Participating in the Trees of Reverie read-a-thon for the first time made me think about quantified reading. Why bother trying to reach a numeric reading goal? What’s the point of trying to read a hundred books for the Goodreads Reading Challenge? Shouldn’t the quality matter over quantity?
Quality vs. Quantity
Reading serves to expand our minds, is a great source of knowledge and also entertains. Of course quality should matter — you don’t want to add falsehoods to your arsenal of knowledge and a boring book does nothing to entertain. In that respect, yes quality does matter. At the same time, I don’t think it necessarily has to be quality versus quantity per se. Why not strive for both if you can?
After all, when reading is a hobby, how do you qualify quality reading? I don’t ask myself at the end of the year, “How was the quality of my reading?” I ask myself, “How many books did I manage to read this year?” I also consider how many of those books I enjoyed and how much I’ve learnt. That to me is quantified reading — a way to measure my hobby of reading.
Truth be told, I’m not even sure how to measure the quality of reading specifically. Am I comfortable when I sit down? Do I hold the book too tight or too loose? Is my flipping of the pages just right? Am I able to absorb the words and understand the meaning exactly as they were meant to be interpreted? These questions don’t concern me as much as what I gain out of the books I’ve read. And the more I gain, the happier I am.
The Measure of Hobbies
Perhaps my competitive nature and lifelong engagement in sports has fostered the need in me to quantify my achievements. When scoring goals in hockey, shooting hoops in basketball or gaining points in tennis, the quantity edges out quality. Quality makes for a great match to watch and a quality athlete tends to win more too. However, scoring three beautiful goals against a team that scores four less than enchanting goals still results in a loss.
Similarly, when I learnt to sew I obviously wanted to be able to produce quality results. But I didn’t want to take a year to sew a bag.
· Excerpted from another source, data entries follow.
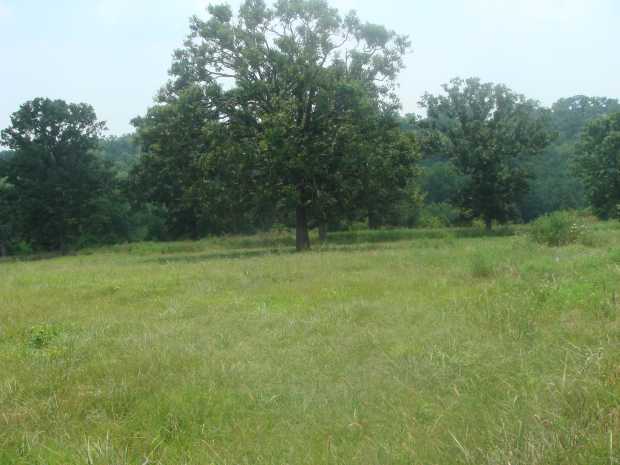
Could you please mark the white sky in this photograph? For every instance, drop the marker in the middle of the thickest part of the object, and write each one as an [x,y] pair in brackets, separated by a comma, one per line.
[114,54]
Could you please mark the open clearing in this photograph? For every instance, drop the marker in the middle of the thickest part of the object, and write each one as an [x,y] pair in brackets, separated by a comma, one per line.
[433,349]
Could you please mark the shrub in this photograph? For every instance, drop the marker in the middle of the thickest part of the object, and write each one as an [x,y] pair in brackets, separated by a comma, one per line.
[482,266]
[40,336]
[558,229]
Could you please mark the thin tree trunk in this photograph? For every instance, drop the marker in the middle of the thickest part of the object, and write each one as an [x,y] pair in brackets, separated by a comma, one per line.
[372,220]
[302,238]
[322,232]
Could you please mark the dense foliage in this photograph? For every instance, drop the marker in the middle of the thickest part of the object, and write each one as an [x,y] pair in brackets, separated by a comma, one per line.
[288,116]
[598,164]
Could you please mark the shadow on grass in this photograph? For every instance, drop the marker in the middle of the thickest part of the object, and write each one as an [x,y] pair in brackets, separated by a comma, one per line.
[239,254]
[271,244]
[373,236]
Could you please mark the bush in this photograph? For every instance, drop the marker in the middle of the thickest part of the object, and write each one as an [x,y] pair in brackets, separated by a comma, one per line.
[558,229]
[481,266]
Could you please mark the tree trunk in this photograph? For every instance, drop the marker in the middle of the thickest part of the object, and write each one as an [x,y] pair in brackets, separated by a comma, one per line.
[302,238]
[322,232]
[372,220]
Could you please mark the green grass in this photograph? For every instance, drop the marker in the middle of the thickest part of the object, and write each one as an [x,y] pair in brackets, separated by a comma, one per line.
[380,348]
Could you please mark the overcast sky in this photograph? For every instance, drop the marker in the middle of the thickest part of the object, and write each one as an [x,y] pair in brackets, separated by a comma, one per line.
[114,54]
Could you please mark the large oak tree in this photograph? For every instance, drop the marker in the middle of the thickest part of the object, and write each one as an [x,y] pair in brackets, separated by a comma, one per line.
[292,77]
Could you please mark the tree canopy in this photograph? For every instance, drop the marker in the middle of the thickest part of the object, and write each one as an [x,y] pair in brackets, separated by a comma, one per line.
[286,85]
[598,164]
[57,180]
[488,131]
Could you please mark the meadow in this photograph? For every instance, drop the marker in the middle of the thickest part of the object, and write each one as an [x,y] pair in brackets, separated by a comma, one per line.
[388,347]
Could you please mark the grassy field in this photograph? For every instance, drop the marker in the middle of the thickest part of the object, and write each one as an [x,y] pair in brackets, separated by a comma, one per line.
[423,347]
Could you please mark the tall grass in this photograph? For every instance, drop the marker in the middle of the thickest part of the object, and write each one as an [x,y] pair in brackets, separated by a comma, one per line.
[427,349]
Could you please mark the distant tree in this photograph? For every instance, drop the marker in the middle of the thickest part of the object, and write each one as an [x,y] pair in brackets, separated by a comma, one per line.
[57,179]
[169,171]
[121,151]
[293,68]
[488,132]
[598,164]
[554,184]
[571,115]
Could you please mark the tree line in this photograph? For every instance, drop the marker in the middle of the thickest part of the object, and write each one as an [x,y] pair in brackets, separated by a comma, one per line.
[289,116]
I wanted to become faster, more precise and generally be able to increase my output. When it comes to reading, I want to be able to read more too. Of course I want to savour the words but I don’t want to read one book a month. I want to read all the great books that I get my hands on, hence quantified reading is a very useful measure.
Weighing Quantified Reading
In some ways, I suppose quantified reading could add unnecessary stress for some people. Knowing that there’s a specific number of books to be read in a given year could cause some to turn away from bigger books because they take much longer to read. Participating in a read-a-thon and wanting to read all the planned books could cause one to read the words without absorbing much of the content at all.
On the flip side, it can also be great motivator. I’ve been in a reading the funk for a few weeks already. And yet I’m already on my fourth book half-way through the Trees of Reverie read-a-thon. Wanting to read a set number of books also keeps me focussed on wanting to read. Increasing the number of books I read over the past two years caused me to delete game apps on my phone. I used to while away time spent waiting on games. Now I read because I feel I gain much more out of reading.